The Court observes that the allegation made by the applicant in March 1999, namely that H.L. had broken his word, referred to written assurances given by the latter in May 1995 on the occasion of the take-over of the W.B. company, namely that there would be no staff cuts for the next three to four years. The Austrian courts, therefore, rightly considered this statement as a statement of fact. Given that three years and ten months had already elapsed when the applicant made the impugned statement and in view of the lack of precision regarding the time-frame mentioned in the assurances given by H.L. the courts were entitled to find that the the promise to make no staff cuts did not cover four full years and that the applicant had, thus, failed to adduce proof for his allegation.

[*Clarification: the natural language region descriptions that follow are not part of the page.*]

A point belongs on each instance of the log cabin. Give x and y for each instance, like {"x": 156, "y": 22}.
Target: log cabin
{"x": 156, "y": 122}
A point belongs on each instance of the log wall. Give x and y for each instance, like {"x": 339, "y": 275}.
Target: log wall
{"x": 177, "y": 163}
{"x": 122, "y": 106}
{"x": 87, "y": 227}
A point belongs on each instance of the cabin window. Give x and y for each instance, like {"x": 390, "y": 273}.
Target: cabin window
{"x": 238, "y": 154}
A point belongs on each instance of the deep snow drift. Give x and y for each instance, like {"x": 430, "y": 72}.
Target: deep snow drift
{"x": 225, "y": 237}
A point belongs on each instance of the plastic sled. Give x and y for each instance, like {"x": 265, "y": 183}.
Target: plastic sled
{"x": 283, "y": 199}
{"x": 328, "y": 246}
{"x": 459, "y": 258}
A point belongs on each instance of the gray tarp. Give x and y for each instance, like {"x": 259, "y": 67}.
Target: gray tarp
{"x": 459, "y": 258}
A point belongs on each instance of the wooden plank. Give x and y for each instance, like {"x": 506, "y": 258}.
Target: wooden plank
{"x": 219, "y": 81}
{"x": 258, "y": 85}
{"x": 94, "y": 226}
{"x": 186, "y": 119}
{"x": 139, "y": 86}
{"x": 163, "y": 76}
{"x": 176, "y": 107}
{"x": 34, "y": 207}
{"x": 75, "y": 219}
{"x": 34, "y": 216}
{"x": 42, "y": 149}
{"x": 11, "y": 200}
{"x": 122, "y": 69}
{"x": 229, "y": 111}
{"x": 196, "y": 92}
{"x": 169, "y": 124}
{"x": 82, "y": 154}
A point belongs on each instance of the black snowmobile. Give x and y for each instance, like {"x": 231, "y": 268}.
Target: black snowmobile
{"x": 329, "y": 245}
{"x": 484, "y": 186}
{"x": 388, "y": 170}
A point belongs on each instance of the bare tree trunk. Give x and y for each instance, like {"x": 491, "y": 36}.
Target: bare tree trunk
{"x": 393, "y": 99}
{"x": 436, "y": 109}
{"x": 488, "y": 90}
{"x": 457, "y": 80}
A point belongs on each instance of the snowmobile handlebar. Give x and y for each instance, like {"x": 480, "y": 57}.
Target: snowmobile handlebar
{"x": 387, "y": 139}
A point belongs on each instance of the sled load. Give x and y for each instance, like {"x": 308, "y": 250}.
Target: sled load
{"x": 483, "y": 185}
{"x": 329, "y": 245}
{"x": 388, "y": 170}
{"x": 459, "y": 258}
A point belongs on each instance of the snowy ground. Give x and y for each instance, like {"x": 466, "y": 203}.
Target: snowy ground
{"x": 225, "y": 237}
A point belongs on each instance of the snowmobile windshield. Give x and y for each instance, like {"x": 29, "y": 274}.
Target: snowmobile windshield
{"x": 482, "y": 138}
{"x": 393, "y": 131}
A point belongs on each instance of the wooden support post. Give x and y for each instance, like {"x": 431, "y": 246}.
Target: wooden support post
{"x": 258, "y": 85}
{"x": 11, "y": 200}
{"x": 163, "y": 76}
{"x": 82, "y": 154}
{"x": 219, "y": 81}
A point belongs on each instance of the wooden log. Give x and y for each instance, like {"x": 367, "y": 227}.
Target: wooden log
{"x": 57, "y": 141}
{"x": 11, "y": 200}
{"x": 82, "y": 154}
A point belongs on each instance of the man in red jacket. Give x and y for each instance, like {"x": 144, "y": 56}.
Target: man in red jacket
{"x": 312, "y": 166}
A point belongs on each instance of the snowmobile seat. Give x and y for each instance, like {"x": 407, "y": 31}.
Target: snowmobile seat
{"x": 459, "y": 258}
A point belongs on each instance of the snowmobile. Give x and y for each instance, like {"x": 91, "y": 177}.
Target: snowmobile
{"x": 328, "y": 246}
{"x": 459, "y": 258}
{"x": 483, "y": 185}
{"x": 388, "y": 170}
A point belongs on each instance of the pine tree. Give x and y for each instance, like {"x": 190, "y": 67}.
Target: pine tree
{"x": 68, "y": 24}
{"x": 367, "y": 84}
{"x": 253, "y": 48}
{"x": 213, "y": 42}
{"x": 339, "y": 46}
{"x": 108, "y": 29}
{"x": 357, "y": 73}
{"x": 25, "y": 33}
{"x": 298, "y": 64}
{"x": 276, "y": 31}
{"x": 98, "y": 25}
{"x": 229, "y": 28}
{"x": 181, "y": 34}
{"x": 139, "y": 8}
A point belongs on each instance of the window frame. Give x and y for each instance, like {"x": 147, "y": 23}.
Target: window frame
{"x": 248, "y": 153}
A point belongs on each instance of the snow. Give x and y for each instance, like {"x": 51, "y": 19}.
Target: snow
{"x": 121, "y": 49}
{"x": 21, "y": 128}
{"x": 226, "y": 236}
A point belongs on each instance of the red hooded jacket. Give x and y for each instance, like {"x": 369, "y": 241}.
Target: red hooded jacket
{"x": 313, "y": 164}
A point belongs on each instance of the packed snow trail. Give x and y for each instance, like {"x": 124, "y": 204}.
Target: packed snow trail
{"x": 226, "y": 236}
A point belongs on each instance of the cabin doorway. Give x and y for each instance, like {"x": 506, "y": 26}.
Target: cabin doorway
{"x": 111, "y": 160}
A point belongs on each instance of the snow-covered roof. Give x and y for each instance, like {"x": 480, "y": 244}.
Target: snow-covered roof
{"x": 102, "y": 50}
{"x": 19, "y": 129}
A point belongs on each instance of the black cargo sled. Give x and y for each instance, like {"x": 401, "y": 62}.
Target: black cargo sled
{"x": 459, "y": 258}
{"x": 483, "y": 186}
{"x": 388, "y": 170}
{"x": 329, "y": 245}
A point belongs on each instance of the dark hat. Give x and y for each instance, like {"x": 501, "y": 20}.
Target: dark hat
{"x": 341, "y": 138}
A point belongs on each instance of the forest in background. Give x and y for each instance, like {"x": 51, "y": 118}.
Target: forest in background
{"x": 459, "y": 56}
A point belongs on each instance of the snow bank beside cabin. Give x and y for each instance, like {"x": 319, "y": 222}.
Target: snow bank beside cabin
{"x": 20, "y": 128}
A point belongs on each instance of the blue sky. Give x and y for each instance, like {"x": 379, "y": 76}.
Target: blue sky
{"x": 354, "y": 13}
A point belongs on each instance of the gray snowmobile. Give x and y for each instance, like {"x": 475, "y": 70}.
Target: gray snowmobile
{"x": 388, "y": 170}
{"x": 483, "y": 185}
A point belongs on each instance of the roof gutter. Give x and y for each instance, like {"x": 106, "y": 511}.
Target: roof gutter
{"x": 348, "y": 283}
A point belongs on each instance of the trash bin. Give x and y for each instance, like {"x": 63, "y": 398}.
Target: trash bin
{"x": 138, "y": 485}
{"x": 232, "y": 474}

Even if the impugned statement were to be considered as a value judgment, as is the applicant's proposition, it could not be considered as fair comment, as it lacked a suffient factual basis (see Jerusalem , cited above, § 45). The applicant argued in essence that the domestic courts should have taken the economic background of the W.B. company into account, in particular that H.L.'s management had weakened its financial resources and, thus, led to the proposed lay-offs. However, it is  not disputed that the press release did not mention this background, nor was the W.B. company's economic situation an issue of common knowledge. In these cirucmstances, the courts rightly refused to consider this background as a factual basis for the applicant's allegation.

The Court finds that the reasons adduced by the Austrian courts to justify the interference were relevant and sufficient and that the interefernce was also proportionate. The injunction merely prohibited the applicant from repeating his statement and orderd him to publish a retraction but did not prevent him from discussing the issue in any other way.

In sum, the Austrian courts did not overstep their margin of appreciation, when considering that the injunction was “necessary in a democratic society” for the protection of the reputation and rights of others.

It follows that this complaint is manifestly ill-founded and must be rejected in accordance with Article 35 §§ 3 and 4 of the Convention.

For these reasons, the Court unanimously

Declares the application inadmissible.